Method 3: Two Pointers Technique

For a sorted array, the two pointers technique works effectively. This technique involves moving two pointers through the array to find the closest sum. The function could be termed two_pointers_closest_sum. It’s faster but requires the array to be sorted as a prerequisite.

Here’s an example:

def two_pointers_closest_sum(arr, target):
    arr.sort()
    closest_sum = float('inf')
    for i, num in enumerate(arr):
        l, r = i + 1, len(arr) - 1
        while l <= r:
            current_sum = num + arr[l]
            if abs(target - current_sum) < abs(target - closest_sum):
                closest_sum = current_sum
            if current_sum < target:
                l += 1
            else:
                r -= 1
    return closest_sum

print(two_pointers_closest_sum([1, 2, 3, 4], 6))

Output: 5

This code first sorts the array and then uses two pointers to move through the array from both ends. The closest sum is updated whenever a combination is found closer to the target than the current closest sum.

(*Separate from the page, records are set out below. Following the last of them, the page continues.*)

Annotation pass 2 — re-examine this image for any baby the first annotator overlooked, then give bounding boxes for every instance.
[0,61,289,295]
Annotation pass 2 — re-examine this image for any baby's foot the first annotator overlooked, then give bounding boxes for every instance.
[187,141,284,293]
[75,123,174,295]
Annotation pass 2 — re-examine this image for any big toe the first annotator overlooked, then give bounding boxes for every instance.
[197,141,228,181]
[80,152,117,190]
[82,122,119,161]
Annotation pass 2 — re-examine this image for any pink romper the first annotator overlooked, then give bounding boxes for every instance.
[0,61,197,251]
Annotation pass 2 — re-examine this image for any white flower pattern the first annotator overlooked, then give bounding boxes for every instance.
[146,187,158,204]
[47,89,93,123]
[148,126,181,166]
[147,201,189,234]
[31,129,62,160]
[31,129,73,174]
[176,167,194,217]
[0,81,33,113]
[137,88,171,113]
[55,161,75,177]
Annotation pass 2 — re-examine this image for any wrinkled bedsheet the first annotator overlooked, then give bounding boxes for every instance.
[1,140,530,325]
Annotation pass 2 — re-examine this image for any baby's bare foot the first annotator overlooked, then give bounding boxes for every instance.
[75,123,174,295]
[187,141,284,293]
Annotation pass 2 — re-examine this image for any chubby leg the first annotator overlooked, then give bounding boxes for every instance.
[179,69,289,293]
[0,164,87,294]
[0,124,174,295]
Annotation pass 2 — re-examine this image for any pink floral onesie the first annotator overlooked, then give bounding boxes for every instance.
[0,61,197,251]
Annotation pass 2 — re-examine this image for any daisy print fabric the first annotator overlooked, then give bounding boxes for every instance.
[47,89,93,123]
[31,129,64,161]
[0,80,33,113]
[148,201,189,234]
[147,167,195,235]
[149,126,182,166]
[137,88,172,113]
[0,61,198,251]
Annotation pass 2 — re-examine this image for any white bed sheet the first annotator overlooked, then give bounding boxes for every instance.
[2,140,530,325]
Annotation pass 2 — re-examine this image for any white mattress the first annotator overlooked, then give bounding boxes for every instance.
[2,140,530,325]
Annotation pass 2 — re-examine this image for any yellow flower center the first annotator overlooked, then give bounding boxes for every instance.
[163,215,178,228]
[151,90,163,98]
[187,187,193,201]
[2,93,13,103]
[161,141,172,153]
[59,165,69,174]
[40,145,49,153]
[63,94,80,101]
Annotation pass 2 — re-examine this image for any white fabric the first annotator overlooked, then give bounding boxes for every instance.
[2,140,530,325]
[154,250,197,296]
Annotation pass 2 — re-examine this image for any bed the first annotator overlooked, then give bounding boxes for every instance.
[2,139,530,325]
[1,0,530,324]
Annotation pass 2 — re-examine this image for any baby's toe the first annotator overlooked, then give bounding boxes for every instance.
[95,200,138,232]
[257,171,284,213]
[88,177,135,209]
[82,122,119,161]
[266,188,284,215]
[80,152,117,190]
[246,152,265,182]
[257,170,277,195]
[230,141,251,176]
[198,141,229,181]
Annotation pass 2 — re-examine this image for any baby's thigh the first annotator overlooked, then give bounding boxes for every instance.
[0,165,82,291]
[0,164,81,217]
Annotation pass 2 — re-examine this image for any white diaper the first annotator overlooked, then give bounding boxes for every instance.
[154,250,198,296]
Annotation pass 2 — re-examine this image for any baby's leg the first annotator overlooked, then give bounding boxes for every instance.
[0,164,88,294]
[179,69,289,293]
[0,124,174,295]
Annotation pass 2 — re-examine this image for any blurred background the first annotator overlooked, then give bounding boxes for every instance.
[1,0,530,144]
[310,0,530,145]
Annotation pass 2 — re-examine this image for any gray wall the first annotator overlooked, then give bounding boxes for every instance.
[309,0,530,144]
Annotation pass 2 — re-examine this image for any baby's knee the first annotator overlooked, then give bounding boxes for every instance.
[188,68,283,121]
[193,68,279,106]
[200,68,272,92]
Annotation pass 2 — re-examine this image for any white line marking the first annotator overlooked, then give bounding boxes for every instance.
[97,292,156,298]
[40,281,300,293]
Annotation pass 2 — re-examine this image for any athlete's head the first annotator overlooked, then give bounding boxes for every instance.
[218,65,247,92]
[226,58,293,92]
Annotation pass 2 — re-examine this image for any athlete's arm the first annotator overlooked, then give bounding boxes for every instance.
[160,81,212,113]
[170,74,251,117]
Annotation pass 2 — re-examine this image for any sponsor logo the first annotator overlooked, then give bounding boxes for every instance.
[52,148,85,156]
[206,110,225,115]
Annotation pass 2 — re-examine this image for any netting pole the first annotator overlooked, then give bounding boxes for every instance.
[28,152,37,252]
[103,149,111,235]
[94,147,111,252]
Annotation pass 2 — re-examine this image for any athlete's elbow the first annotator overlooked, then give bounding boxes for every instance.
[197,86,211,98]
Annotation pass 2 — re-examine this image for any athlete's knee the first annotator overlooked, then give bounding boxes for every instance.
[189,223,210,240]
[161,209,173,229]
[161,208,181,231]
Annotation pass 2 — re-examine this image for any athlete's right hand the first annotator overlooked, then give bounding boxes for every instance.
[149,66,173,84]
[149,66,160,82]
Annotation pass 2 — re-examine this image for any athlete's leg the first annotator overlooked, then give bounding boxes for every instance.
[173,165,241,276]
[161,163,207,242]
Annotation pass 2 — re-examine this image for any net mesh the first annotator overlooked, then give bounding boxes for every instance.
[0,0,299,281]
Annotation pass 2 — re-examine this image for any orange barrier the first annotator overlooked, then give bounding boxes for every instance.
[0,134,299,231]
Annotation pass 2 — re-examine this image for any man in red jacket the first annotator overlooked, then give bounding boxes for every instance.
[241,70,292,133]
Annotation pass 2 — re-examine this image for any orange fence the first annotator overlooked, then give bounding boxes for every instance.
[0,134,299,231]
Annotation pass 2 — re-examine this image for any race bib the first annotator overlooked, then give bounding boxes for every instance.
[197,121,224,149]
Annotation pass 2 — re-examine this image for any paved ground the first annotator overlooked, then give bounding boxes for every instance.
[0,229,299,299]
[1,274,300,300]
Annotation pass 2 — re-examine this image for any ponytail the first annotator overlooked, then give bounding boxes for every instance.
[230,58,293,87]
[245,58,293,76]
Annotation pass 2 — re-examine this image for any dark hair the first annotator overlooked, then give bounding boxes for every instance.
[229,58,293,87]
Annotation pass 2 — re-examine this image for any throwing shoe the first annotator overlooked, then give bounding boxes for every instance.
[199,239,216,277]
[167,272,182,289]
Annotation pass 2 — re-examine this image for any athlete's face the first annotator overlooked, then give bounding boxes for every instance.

Method 4: Optimize With Binary Search

Using binary search on a sorted list of cumulative sums can find the closest subsequence sum efficiently. Assume the function is called binary_search_closest_sum. This method is efficient for sorted arrays and works well when you need to make multiple queries for different target sums.

Here’s an example:

from bisect import bisect_left

def binary_search_closest_sum(arr, target):
    cumulative_sums = [0]
    for num in arr:
        cumulative_sums.append(cumulative_sums[-1] + num)
    
    closest_sum = float('inf')
    for sum in cumulative_sums:
        pos = bisect_left(cumulative_sums, target - sum)
        for candidate in [cumulative_sums[pos-1], cumulative_sums[pos]]:
            if 0 <= candidate + sum <= len(cumulative_sums):
                closest_sum = min(closest_sum, candidate, key=lambda x: abs(target - x - sum))
    return closest_sum + sum

print(binary_search_closest_sum([1, 2, 3, 4], 6))

Output: 6

In this code, bisect_left is used to find the position to insert the target sum reduced by the current sum, effectively doing a binary search. The closest sum is then calculated by considering the current sum and the candidate positions returned by the binary search.

Bonus One-Liner Method 5: Using Python Library

Python does not have a built-in function that directly resolves the closest subsequence sum problem in one line. However, creative use of existing Python libraries with a concise expression can be powerful when they’re applicable to simplified or specific cases of the problem.

Summary/Discussion

  • Method 1: Brute-Force Approach. Guarantees finding the correct answer. Very inefficient for large lists.
  • Method 2: Dynamic Programming. More efficient for large input lists. Can be memory intensive for large target sums.
  • Method 3: Two Pointers Technique. Requires sorted input. Efficient and useful for simpler cases where sorting is not a drawback.
  • Method 4: Optimize With Binary Search. Great for sorted arrays and for making multiple queries. Requires cumulative sums to be prepared in advance.
  • Bonus One-Liner Method 5: While there is no one-line solution for every case, certain problems might be simplified to apply Python’s powerful one-liners effectively.